If you have noticed such repetitive situations that prevent you from achieving your goals, what should you do?
Based on scientific methods and research, we have several options:

  1. Structural Analysis

This analysis helps identify which of the three states of personality (Child, Adult, Parent) are active in different financial situations. For example, understanding that impulsive purchases are often driven by the “Child” state, you can develop strategies to activate the “Adult” state to make more considered decisions.

What to do:
Self-observation: Record the financial decisions you make and identify which state you acted from – “Child”, “Adult”, or “Parent”. Watch yourself for at least a couple of months.
Analysis of reactions: Pay attention to the emotions and motives behind each decision.
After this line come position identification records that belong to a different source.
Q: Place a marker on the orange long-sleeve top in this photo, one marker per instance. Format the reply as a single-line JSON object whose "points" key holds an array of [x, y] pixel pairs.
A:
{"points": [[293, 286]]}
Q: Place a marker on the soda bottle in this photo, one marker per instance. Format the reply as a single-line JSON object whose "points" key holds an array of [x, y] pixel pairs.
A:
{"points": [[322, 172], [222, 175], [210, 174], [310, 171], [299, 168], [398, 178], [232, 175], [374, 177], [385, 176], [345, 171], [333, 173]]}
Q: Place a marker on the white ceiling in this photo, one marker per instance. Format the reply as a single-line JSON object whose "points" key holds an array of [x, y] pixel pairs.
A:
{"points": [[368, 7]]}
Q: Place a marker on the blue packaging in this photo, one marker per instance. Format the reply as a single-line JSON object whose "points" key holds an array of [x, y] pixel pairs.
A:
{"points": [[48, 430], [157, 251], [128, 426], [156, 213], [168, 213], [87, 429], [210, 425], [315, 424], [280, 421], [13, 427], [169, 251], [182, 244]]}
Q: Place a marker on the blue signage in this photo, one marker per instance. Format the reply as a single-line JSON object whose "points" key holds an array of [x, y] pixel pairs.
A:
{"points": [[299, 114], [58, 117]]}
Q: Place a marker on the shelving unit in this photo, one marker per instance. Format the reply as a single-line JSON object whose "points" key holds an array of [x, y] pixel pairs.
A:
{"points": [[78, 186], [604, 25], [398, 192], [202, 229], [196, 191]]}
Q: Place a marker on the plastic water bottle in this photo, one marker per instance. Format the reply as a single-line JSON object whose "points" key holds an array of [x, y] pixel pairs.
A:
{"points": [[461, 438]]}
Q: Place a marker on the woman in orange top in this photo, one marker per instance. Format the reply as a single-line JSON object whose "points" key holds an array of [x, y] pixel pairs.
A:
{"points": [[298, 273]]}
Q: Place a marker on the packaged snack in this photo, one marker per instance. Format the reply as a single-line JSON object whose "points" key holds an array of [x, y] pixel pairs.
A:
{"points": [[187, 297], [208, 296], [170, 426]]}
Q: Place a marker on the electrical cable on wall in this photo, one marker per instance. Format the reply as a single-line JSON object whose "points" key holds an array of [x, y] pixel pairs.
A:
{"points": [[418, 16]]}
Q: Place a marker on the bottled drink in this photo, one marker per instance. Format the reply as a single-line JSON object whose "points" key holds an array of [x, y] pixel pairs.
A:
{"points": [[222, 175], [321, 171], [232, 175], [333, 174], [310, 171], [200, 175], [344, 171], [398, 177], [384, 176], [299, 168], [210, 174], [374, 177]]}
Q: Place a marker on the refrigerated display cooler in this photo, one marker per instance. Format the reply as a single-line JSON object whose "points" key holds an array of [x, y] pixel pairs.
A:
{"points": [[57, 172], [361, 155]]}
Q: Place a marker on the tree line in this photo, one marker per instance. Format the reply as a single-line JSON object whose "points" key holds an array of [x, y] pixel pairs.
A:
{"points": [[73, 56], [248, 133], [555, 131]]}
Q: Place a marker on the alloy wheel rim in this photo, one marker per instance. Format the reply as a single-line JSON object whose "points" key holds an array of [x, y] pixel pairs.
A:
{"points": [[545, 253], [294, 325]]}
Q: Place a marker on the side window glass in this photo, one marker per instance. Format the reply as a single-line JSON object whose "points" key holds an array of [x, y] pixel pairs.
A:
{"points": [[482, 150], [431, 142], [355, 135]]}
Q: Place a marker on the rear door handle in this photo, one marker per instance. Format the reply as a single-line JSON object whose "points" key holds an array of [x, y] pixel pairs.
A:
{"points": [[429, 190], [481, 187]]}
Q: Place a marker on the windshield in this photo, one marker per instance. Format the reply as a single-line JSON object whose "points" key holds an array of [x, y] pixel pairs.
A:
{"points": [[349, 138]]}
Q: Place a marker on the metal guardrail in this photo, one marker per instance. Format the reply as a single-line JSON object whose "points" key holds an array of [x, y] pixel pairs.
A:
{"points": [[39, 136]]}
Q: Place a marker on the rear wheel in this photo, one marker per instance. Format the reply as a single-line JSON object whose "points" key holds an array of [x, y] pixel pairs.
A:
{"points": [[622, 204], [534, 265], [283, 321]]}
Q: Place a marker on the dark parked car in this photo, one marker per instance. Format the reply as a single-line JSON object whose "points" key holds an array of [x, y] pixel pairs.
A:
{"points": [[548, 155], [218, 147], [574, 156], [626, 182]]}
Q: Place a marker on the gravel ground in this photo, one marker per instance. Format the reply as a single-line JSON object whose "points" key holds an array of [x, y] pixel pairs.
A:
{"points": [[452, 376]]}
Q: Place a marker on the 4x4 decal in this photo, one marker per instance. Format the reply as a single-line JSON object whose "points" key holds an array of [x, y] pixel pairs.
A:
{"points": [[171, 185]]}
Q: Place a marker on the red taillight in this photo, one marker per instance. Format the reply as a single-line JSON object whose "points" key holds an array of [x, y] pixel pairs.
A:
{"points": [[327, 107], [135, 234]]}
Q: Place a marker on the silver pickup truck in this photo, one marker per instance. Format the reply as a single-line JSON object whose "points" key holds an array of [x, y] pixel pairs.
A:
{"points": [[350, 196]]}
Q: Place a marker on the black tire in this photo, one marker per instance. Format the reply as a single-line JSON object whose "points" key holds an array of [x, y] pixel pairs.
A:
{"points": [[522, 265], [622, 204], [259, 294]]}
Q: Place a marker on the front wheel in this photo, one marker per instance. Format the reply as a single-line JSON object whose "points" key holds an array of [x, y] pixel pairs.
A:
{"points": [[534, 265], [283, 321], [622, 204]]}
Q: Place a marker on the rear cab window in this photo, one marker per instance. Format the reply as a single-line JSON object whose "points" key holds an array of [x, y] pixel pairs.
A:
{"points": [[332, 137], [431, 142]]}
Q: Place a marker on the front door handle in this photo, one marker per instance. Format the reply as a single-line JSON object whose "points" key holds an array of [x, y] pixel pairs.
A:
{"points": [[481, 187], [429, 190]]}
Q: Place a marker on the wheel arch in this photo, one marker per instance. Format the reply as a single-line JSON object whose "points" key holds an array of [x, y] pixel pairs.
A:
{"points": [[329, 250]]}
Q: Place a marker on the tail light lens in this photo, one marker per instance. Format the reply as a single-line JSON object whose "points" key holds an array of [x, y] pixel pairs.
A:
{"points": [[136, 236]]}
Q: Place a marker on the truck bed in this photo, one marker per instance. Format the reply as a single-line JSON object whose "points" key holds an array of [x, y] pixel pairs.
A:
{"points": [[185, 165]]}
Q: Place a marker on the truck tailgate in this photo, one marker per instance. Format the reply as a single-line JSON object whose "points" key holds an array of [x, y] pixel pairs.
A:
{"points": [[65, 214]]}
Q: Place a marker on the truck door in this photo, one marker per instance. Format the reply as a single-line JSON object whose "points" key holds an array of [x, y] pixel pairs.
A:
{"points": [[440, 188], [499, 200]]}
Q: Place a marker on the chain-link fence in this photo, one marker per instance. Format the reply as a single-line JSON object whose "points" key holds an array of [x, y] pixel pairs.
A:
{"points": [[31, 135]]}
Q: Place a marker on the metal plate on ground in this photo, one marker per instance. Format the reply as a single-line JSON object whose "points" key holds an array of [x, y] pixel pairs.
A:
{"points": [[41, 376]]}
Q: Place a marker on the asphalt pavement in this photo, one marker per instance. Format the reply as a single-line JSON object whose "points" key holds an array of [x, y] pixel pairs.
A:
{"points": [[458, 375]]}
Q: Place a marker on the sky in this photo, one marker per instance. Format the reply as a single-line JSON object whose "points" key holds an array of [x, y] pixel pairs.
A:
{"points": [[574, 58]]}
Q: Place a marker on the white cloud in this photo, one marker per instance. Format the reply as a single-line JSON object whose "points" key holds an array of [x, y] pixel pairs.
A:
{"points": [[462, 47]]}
For example, do you buy something for pleasure (“Child”) or for rational reasons (“Adult”)? Understanding your emotions makes it easier to determine who is who.”
Conscious regulation: Try to consciously activate the ‘Adult’ state when making financial decisions, especially in moments of impulsivity or when feeling pressure from the ‘Parent’. For example, you can imagine a game where you include the role of ‘Adult’ or ‘Parent’ in your introspection. Such a habit can be developed based on such imaginative games.

2. Transactional Analysis

Transactional analysis allows studying communication between different states of personality. It helps understand how these states interact and influence financial decisions. For example, identifying and understanding conflicts between the ‘Parent’ and the ‘Child’ can help resolve spending issues.

What to do:
Transaction Identification: Determine the types of transactions that occur between your internal states during financial decisions. For example, whether your ‘Adult’ conducts a rational dialogue, but ‘Child’ still dominates with impulsive desires.
Analysis of Interaction between States: Observe how different states influence each other. Is the ‘Parent’ too critical, prompting the ‘Child’ to resist and spend?
Development of the ‘Adult’ as a Mediator: Learn to use your ‘Adult’ state for mediating and balancing internal conflicts. For example, use logic and rational analysis to find a compromise between the desires of the ‘Child’ and the limitations of the ‘Parent’.
Practice of Conscious Choice: Try to consciously make a choice that takes into account the needs of all your internal states. For example, when deciding to buy something expensive, consider how it will affect your emotional well-being (‘Child’), financial stability (‘Adult’), and long-term goals and beliefs (‘Parent’).

3. Scenario Analysis

This analysis helps recognize life scenarios that we unconsciously repeat. For example, if you recognize that you are repeating the ‘money brings problems’ scenario, you can consciously work on changing this scenario.

What to do:
Scenario Identification: Determine which financial ‘scenarios’ you often reproduce. For example, do you often find yourself in the role of a victim in financial situations? What feelings do you often experience when making financial decisions?
Link to Childhood: Analyze how your early experiences influenced these scenarios. Perhaps your parents always emphasized the importance of saving, and you unconsciously avoid risks.
Rewriting the Scenario: Consciously work on changing these scenarios. Create new, positive scenarios and repeat them through visualization and affirmations. For example: “I will save up this amount and will enjoy new purchases.”

4. Game Analysis

In transactional analysis, “games” are repetitive patterns of behavior that often lead to negative outcomes. Understanding which “games” you play in financial relationships (for example, “I’m always in debt”), you can change these patterns.

What to do:
Understanding the Consequences: Evaluate how these ‘games’ affect your finances and emotional state. Do they lead to permanent debts or financial stress?
Changing Patterns: Consciously work on changing these repetitive patterns. Use strategies that will help you avoid automatic reactions, for example, refrain from impulse purchases or reflexive borrowing of money.

5. Autonomy Analysis

This includes considering how independent you are in your financial decisions and to what extent your decisions are influenced by external factors (such as the influence of parents or social norms).

What to do:
Self-Analysis: Evaluate whether your financial decisions are based on your own beliefs and desires or are influenced by external factors.
Impact of Family and Social Institutions: Consider whether there are any financial beliefs or practices that you have adopted from your family or society that limit your financial behavior.
Development of Independence: Work on making more independent and conscious financial decisions. This may include educational events, developing your own financial strategy, or consulting with financial advisors

Examples of using transactional analysis to solve financial problems:

1) Overcoming Impulsive Purchases

Situation: A person regularly makes impulsive purchases when feeling emotional discomfort and then feels regret due to thoughtless spending.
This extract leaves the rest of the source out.